Thursday, 20 April 2023

Atherton Tablelands

Atherton Tablelands

At last I met Skippy on the way to breakfast. He hopped off to join his mates on a green field behind one of the buildings of the hotel. A couple of males were having a fight but I was too absorbed watching them and forgot to take a photo. Neither seemed to win, but they just stopped and went back to eating grass.

We drove up the road, crossed a river and started to climb into the Atherton Tablelands, a fertile plateau that forms part of the Great Dividing Range. 
There were some great views from the coach as we climbed up and reached the high ground with views across the countryside.

It was largely farmland but some trees had been left.
Most of the farmed area was rolling countryside and so was used for grazing rather than for crops.

Another countryside scene.

Plate tectonics caused several volcanoes to erupt in the area, covering the then existing topography in basalt, lava and ash with a high plateau. This area was subsequently eroded and several waterfalls were created on rivers that drain the plateau.

There is a Waterfall Circuit that encompasses ten of the best waterfalls in the area. It is a popular holiday destination as it is near and due to its elevation, people can escape the high temperatures of summer for cool mountains and swim in the rivers, plunge pools and lakes.

The Millaa Millaa Falls which are on the Waterfalls Circuit. They are very recognisable as they appear on many websites and have featured in several advertisements and films. It is also the place recorded on a memorial plaque where Christie Palmerston camped on one of his many journeys to discover new tracks and to discover gold. 




It was a short trip from Millaa Millaa to Malinda where we were greeted with a large mural which shows everything that the area has to offer such as diary farming, platypus, waterfalls, an ancient aboriginal community, forestry and wildlife.
The War Memorial in Malinda. It always strikes me that these communities gave so much. It is only a small community but there are long lists of names remembered on the memorial and some are repeated which in a small community probably represents extended family losses. It is a memorial to those lost in the First and Second World Wars but they are two additional names added for later conflicts for local losses in Vietnam and Afghanistan.
In the same park is a plaque to commemorate the English family who were instrumental in creating this community. James and Catherine English settled here in 1907 and their nine children were prominent in various areas. They set up several farms and diary herds. 
The English family also built multiple buildings in the town and surrounding area such as the Majestic Theatre.


And the local hotel...
...and above the door is the inscription that is is one of the buildings built by MG English and Sons in 1911. 
There are plenty of other original time period era such as these two and...
...the post office.

The arrival of the railway in 1910 with the completion of the railway bridge across the river was a boost to the local economy and is remembered in a mosaic outside one of the buildings. 


The mosaic.


The town has a modest park named after James May, situated on land that was originally occupied by the railway for the station, goods warehouses and shunting yards.
                                         
A plaque to the founder. 
 
                                                  

Inside the park is an art installation that repeats the mosaic theme... 
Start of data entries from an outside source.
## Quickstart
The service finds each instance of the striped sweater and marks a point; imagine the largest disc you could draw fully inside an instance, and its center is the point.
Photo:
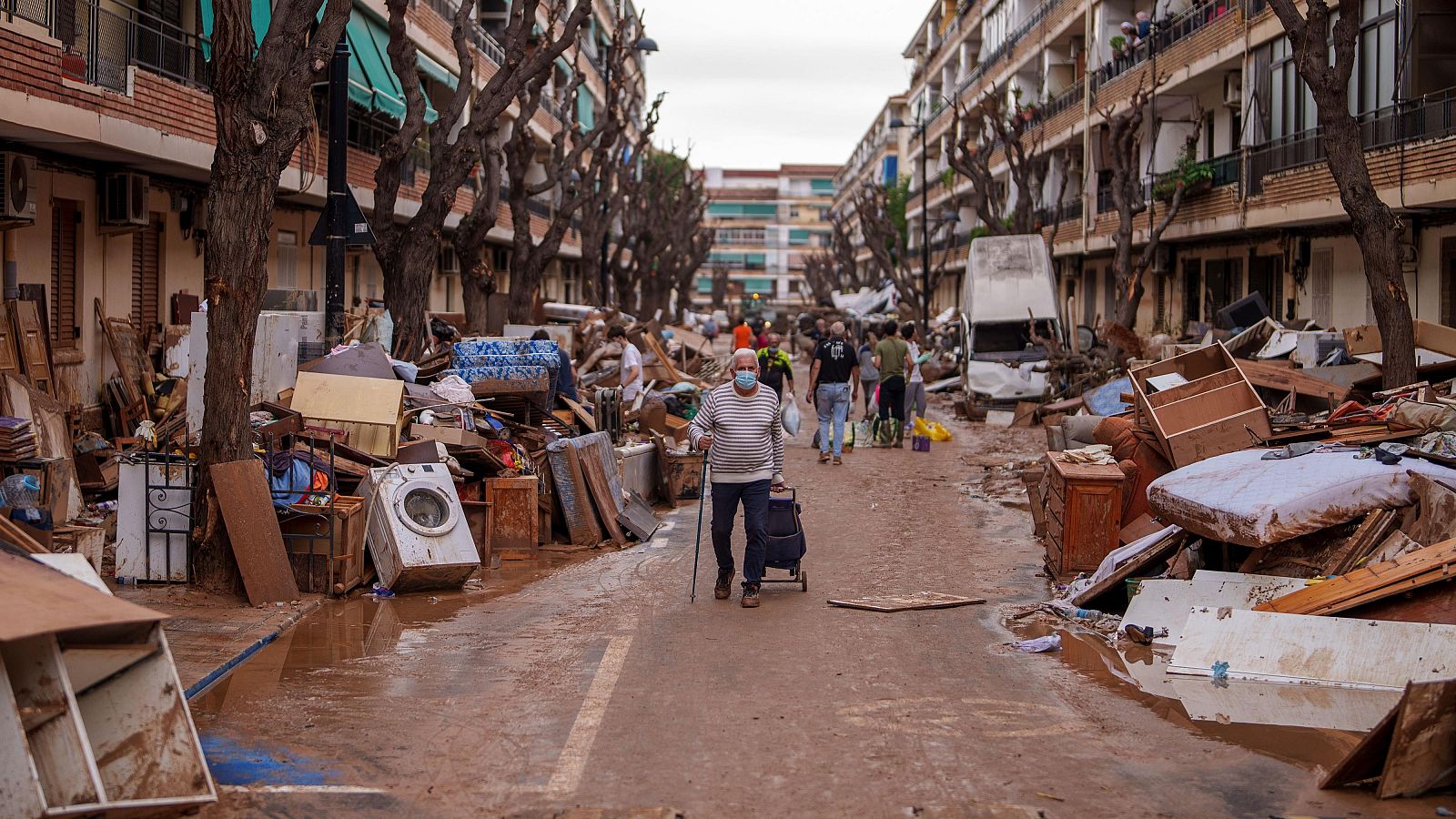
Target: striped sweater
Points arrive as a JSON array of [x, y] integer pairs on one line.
[[747, 435]]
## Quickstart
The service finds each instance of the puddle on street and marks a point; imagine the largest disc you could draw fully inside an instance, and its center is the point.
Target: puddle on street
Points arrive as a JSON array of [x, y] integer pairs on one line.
[[1305, 724], [361, 627]]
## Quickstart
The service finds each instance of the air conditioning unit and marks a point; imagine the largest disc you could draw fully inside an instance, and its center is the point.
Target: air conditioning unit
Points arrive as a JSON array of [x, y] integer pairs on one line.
[[1234, 89], [449, 261], [16, 188], [124, 200]]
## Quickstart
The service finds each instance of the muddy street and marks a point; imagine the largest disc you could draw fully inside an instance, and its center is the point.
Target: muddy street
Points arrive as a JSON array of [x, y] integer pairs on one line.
[[597, 683]]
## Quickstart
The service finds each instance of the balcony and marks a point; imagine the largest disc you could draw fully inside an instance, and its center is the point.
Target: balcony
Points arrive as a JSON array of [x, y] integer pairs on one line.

...and a statue to commemorate the pioneer families who worked so hard to create their communities.

                                        

The plaque that commemorates those pioneering families.

Then it was a short drive to the Lake Eacham Crater Lakes National Park. The lake is fed by rain water but has no in or out flowing streams. It is up to 65 metres deep and has one freshwater crocodile living in it. You can swim in the lake but the freshwater crocodile is not considered dangerous as it is only small and timid so will swim away. But there are warning signs not to confront it or cut off its means of escape. 


The fresh clear waters of the lake. It was formed when magma came into contact with ground water and superheated it so much that it blew through the surface and created a deep vent that filled with water.
There is a trail around the shores of the lake with information boards every few hundred metres. Many of the trees have buttresses, aerial roots and strangler vines. Here the path cuts through one of the web of strangler vines.
We stopped at Yungabarra for lunch. The old railway station. 
Then it was five minutes down the road to the Curtain Fig National Park.
The strangling fig vine creeps up a parent parent tree and will eventually engulf it and kill it off. Here, the vine killed the parent tree but it collapsed against another tree The vine continued to send down shoots and had created a curtain around both the still upright tree and the original tree which toppled against it. Ultimately, the fig vine will soother the new upstanding tree but that will be several years away. It is a protected site but only until the vine kill the second tree
Then it was a steep and very winding descent off the plateau towards Cairns. The views were great to the naked eye but very difficult to catch on camera.

Looking back at the mountains after the descent from the plateau.

And then we headed along the main road into Cairns.